検索画面を消す
検索画面を消す
live at the indoor
音楽作品(アルバム/シングル)を「普通」「良作」「名作」「傑作」「神作」に分ける音楽レビューサイト

投稿詳細ページ

オアシス(OASIS)やレディオヘッド(radiohead)からの強い影響を感じる気怠くメランコリックなUKギターロックサウンドで埋め尽くされたザ・ブリリアント・グリーン(the brilliant green)の1stアルバム。

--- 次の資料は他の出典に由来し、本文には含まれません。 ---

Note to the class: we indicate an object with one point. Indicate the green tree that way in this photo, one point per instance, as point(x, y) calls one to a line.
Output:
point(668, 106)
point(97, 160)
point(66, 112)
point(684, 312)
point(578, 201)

ほぼ全ての曲で「曇り空」のようなギターサウンドが鳴り響き、流れるような抜群のメロディーラインを川瀬智子(vo)が「不機嫌な少女」のように気怠く歌い上げる。98年当時の日本の音楽シーンにおいてここまで「濃厚なUKロック匂」を醸し出したアーティストは非常にレアであり、アルバムを通して1曲のような統一感がある。「3 You & I」は神レベルの素晴らしいメロディーセンスをもつ曲でシングルカットされていない事が不思議でならない。

    「要点」

  • ・気怠くメランコリックなUKギターロックサウンド
  • ・抜群のメロディーラインを川瀬智子(vo)が「不機嫌な少女」のように気怠く歌い上げる

「曲解説」

1 I’m In Heaven

「UKロックアーティスト以上にUKロックなギターサウンド」が印象的であり「曇りのち曇り」のような雰囲気と「不機嫌な少女」のような気怠さをもつ川瀬智子(vo)の歌声が非常にマッチしている。
2 冷たい花

UKロックアーティスト・オアシス(OASIS)からの強い影響を感じるサイケなギターサウンドが「雨雲」のように分厚く鳴り響く曲で、相変わらず川瀬智子(vo)のボーカルは不機嫌である。歌詞は過去の失恋によって心に傷を抱えた主人公が「夢も希望も自分で捨てた」というメランコリックの極地のような感情をぶちまける内容となっており、サビに登場する「冷たい花を蹴り散らす様に」という「繊細で衝動的なワンフレーズ」だけがダークで陰鬱なこの曲に僅かな光を差し込む。
3 You & I

「初恋」のようなエモさを感じる良質なUKギターポップ。サビの後に「隠しアイテム」的に大サビが用意されており、全編を通して素晴らしいメロディーをもつ曲となっている。川瀬智子(vo)の歌声は気怠い質感ではあるが、同時に「少女」のような甘さも感じるられる。イントロや間奏で聴く事ができる「チュチュル、チュルチュルー」というコーラスは斬新な響きで他のアーティストでは聴けない類のものだ。
4 Always And Always

「アジアンな街」を連想するラフなパーカッションが印象的なアコースティックソングでボーカルラインは「気怠い無国籍が心地よいヴァース」と「初めてのおつかい」を連想するスウィートなサビの2部構成となっている。「3 You & I」同様に終始、素晴らしいメロディーを堪能できる。
6 Stand by

「ウェットに沈む」ギターサウンドがまるで「夕暮れの曇り空」のようなメランコリックソング(2:07〜)ギターソロ(オルガンかも?!)はまるで「憂鬱な夢」のようである。
7 “I”

枯れたギターサウンドをフィーチャーしたギターロック。歌詞の内容は「ひそかな想いを太陽」に隠した切ない片思いが今も心にうつろなメロディーを運んでくるが、それでも前に進むために過去にbye byeと手を振るという内容である。
8 Baby London Star

気怠さと疾走感が同居した曲で本作の中で最も直線的なビートを感じる(4:07〜)この曲でも川瀬智子(vo)独自のコーラス「チュル、チュッチュ、チュ、チュ、ルー」が登場する。
9 There will be love there -愛のある場所-

罪悪感を背負っていた主人公がメランコリックな内省を経て「確かな光」を見つけだすヒットシングル。メランコリックで良質なUKロックソングを収録した本作の中でこの曲以上にシングルに相応しい曲は存在しない。
10 Rock’n Roll

タイトルとは裏腹に「メランコリックな響き」をもつアコースティックソング。川瀬智子(vo)のボーカルラインは派手なメロディーを歌うわけではないのだが非常に耳に残る。終盤は「Just you and rock’n roll yeah」というフレーズが連呼される中で、ギターのコードストロークが唐突に途切れそのまま静寂で幕を閉じる。